Bahrain intensifies crackdown on dissident Journalists

Bahrain intensifies crackdown on dissident Journalists

A Bahraini court has ordered the arrest of award-winning reporter Nazeeha Saeed as Manama regime intensifies its crackdown on dissident Journalists.

 Thousands of anti-regime protesters have held demonstrations in Bahrain on an almost daily basis ever since a popular uprising began in the country in mid-February 2011.

They are demanding that the Al Khalifah dynasty relinquish power and allow a just system representing all Bahrainis to be established.

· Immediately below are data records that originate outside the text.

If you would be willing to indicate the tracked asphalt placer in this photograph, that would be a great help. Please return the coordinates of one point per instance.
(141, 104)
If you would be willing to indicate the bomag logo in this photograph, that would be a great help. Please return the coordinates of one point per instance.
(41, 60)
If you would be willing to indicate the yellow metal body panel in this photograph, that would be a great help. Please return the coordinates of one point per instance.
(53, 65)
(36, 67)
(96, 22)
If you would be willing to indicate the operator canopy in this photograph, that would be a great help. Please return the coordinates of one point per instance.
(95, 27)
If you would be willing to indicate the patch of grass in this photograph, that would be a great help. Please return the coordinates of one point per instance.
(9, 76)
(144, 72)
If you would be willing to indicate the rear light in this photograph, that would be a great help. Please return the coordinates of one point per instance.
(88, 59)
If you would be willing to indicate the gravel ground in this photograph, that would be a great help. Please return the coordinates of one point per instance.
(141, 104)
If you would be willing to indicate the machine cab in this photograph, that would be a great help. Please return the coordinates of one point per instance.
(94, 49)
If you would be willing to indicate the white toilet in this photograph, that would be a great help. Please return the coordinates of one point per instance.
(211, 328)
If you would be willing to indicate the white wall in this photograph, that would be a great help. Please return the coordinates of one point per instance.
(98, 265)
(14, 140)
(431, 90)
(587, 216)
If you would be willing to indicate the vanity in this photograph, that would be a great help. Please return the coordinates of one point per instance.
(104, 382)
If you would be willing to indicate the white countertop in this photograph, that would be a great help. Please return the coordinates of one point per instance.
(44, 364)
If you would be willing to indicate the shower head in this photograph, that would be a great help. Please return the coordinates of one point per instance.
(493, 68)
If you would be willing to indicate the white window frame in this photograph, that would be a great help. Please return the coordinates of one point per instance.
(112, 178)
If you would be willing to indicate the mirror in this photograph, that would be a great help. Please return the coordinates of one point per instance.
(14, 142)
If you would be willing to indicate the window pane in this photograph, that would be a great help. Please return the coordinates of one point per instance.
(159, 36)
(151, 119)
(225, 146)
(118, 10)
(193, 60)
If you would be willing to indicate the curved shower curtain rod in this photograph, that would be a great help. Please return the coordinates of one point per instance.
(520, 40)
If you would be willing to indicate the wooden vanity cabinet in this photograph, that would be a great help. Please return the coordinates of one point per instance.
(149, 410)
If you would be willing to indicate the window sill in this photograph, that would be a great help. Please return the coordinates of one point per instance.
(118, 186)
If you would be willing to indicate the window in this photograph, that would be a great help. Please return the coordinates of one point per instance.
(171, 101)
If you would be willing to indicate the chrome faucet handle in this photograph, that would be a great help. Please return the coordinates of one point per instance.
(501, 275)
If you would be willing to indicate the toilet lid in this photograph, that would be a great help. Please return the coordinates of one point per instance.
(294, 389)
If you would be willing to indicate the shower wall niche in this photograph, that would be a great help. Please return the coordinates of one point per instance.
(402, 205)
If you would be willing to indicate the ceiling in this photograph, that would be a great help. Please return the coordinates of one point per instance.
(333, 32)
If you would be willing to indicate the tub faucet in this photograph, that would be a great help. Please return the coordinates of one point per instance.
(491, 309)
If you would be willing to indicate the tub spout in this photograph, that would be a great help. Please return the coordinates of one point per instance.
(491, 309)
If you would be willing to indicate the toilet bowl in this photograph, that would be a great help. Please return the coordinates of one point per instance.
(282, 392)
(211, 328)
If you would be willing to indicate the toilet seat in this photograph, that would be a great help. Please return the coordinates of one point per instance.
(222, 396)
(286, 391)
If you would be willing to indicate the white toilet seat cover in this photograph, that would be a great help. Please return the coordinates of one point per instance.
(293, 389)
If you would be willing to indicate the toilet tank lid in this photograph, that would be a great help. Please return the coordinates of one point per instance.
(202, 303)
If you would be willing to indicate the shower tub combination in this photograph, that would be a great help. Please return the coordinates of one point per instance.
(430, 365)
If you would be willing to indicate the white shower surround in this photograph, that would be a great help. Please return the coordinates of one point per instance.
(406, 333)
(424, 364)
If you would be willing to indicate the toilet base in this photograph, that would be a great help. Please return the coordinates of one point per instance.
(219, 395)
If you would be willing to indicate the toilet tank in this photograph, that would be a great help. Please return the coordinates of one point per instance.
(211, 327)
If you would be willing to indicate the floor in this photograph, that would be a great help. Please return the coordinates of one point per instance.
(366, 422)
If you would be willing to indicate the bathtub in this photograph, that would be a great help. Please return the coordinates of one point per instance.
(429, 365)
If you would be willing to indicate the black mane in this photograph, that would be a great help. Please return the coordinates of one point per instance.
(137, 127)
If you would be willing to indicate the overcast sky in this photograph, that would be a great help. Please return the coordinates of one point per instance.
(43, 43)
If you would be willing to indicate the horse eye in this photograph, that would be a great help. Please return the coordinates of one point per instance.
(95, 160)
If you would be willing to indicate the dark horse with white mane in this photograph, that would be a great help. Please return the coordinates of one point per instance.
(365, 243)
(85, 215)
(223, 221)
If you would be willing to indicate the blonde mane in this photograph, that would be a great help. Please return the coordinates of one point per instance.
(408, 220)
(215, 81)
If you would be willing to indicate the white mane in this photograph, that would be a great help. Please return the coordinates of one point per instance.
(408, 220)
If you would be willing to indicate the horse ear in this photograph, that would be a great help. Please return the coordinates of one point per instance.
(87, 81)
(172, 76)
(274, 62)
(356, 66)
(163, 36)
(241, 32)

Manama has gone to great lengths to clamp down on any sign of dissent. On March 14, 2011, troops from Saudi Arabia and the United Arab Emirates were deployed to assist Bahrain in its crackdown.

Scores of people have lost their lives and hundreds of others sustained injuries or got arrested as a result of the Al Khalifah regime’s crackdown.

Bahrain’s Al Khalifah regime intensified its crackdown on dissident journalists in 2016, which culminated in the closure of the last independent Bahraini newspaper, al-Wasat.

Meanwhile, a Bahraini court has ordered the arrest of award-winning reporter Nazeeha Saeed, who works for the France 24 television network and the Arabic-language Monte Carlo Doualiya radio.

Saeed said in a tweet on Sunday that Bahrain’s Court of Cassation has rejected her appeal against a May ruling that fined her $3,000 and ordered her arrest until the fine is paid.

Back in May, a Bahraini court convicted Saeed and fined her for working for foreign media outlets without a permit.

The Bahraini authorities had in June 2016 refused to renew Saeed’s accreditation and banned her from leaving the country.

Amnesty International and Reporters Without Borders have condemned the conviction of Saeed, urging the reversal of the May ruling.

According to RSF, Bahrain holds 14 journalists and citizen-journalists in its jails for broaching sensitive subjects.